Right now, the biggest problem for the U.S. economy is a lack of demand.
We didn’t go on vacation. We didn’t go out to restaurants. We’re not getting on planes, or trains. We’re not even using our automobiles much.
This service sector of the economy, where today’s unemployed were working before the pandemic, has been crushed. It remains crushed. It will remain crushed until the pandemic is over.
The only solution offered has been to subsidize spending. That subsidy ended in September. Trump’s people stole the money, and the Fed pumped trillions into Wall Street investors who didn’t need it. The result is the greatest transfer of wealth in history, from the poor and the middle class to the wealthy and, indeed, to the ultra-wealthy.
Now, as I predicted last week, a lot of that money is being lost. Those who bet on what was working sent those stocks higher than the sky. They’re now falling back to Earth, ahead of where they were before (and way ahead of where I bought them). But money has disappeared, because the Cloud Economy depends for its success on something it can’t create.
Real demand for real products.
Whenever this Trump nightmare ends, we’ll be left with an economy in near bankruptcy. The national debt is at an unsustainable level. We can meet its interest at current rates, but anything higher and we go broke fast.
A wealth tax would help. Taking back the 2017 tax cuts would help. Indeed, the stock market falling would help, because it would mean money going out of the fake economy into the real one.
The only secure way out is growth. Where will growth come from?
The past is filled with answers for stimulating demand. Not just make-work jobs, but subsidized infrastructure. We’re still dining out on the dams and parks created by the New Deal. We’re still riding the roads and going to the schools created during the Eisenhower years, as Cold War activities.
They weren’t all financed through direct government spending, as conservatives would have you believe. Many of these projects were created through specific use bonds. Robert Moses, now viewed as a villain for trying to suburbanize New York in the 1960s with freeways and public housing, became a hero in the 1930s through this financing method.
Here’s how it worked. You create an authority to do a thing, to build a bridge or a highway or whatever else you need. That authority then borrows the money. It’s repaid through user fees, specified in the bonding agreements, usually tolls.
This doesn’t add a penny to the debt. The bonds in this case are held by a local authority, and they have a specific plan for repayment. What drove everyone crazy later was that this worked too well. They generated so much positive cash flow, under so little public control, that Moses became a dictator.
We can avoid that mistake by sunsetting the authorities. Once the bonds are paid off, the authority goes away. The tolls may then go to the general fund and some may be earmarked for maintenance.
We need a lot of infrastructure right now. This can pay for it. A government imprimatur, combined with private purchase agreements, can replace all our gas-fired power plants with solar and wind energy, in less than a decade. A version of that model has gotten the costs for solar and wind below the costs of building new gas or coal plants. Accelerate that, and you can drive costs below the cost of existing gas plants.
Another way to generate demand for things that matter is through user fees. Some states have tried this. They just couldn’t control the resulting market. States like Michigan and Maine put a price on glass bottles, which helped reduce their waste. We can do that with boxes and metal, too. We can create a market for such products from recyclers and put a floor under the price of their resulting output, so that we recycle more of our stuff. The technologies for doing this are here. The problem is it has been cheaper to just export our waste to China and have it processed there.
We don’t have to do that. By simply putting a price on our waste, and a value on recycled outputs, we create markets, we create jobs, and we fight the climate crisis. We also employ a lot of people who lack a college degree, people whose unemployment rates this year have skyrocketed.
The big economic mistake of the last 50 years was seeing the private and public economies as separate. They’re both parts of the whole. Every economy is a mixed economy. The only difference between America and Sweden is the degree to which the government creates and subsidizes demand. We’re both socialist. Neither one is socialist.
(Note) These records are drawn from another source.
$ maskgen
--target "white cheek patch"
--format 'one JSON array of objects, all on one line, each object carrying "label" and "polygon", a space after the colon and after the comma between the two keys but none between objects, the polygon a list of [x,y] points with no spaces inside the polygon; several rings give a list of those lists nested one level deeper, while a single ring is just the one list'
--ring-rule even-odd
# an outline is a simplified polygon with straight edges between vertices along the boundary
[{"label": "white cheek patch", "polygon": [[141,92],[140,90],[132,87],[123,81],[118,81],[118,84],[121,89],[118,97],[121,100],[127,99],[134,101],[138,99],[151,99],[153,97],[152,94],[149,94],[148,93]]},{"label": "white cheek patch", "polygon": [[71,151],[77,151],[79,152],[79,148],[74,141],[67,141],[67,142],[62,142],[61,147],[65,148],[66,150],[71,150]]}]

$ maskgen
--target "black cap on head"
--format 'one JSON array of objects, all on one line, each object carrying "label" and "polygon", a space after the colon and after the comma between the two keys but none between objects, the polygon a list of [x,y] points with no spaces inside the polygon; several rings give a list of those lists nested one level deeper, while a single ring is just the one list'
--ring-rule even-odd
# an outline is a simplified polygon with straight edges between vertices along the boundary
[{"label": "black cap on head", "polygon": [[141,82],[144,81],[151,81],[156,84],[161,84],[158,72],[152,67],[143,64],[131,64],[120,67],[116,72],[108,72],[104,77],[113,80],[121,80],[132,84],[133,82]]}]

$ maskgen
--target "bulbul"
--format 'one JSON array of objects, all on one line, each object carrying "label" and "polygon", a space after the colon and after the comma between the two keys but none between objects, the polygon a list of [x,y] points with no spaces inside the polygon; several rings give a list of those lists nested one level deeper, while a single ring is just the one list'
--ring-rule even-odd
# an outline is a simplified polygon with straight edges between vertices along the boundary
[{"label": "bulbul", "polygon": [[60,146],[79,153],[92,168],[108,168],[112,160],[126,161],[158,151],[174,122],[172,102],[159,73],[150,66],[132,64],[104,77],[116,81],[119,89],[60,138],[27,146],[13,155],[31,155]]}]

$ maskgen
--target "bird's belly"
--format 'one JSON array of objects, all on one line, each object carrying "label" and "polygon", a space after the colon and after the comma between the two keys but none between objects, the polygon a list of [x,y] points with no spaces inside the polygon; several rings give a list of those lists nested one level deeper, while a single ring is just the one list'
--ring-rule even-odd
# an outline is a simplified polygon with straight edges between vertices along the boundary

What is happening, under the strains of the pandemic, is that private demand has topped out. We need more public demand to get back into balance. We don’t have to raise taxes to get there.
Personally, I think that a wealth tax and a guaranteed income would also benefit the economy. The stock market is too high. It’s unsustainable. Too much money is in the hands of too few people, and there are too many with nothing. We can balance this peacefully, as in the New Deal, or we can balance this violently, as during World War II.
The period from 1929-1954 is known as the “Great Leveling” among economists, as extremes between wealth and poverty were reduced. However we have to do it today, we have to do it, or social cohesion will be completely lost, and the resulting war will be a civil one, which no one will win.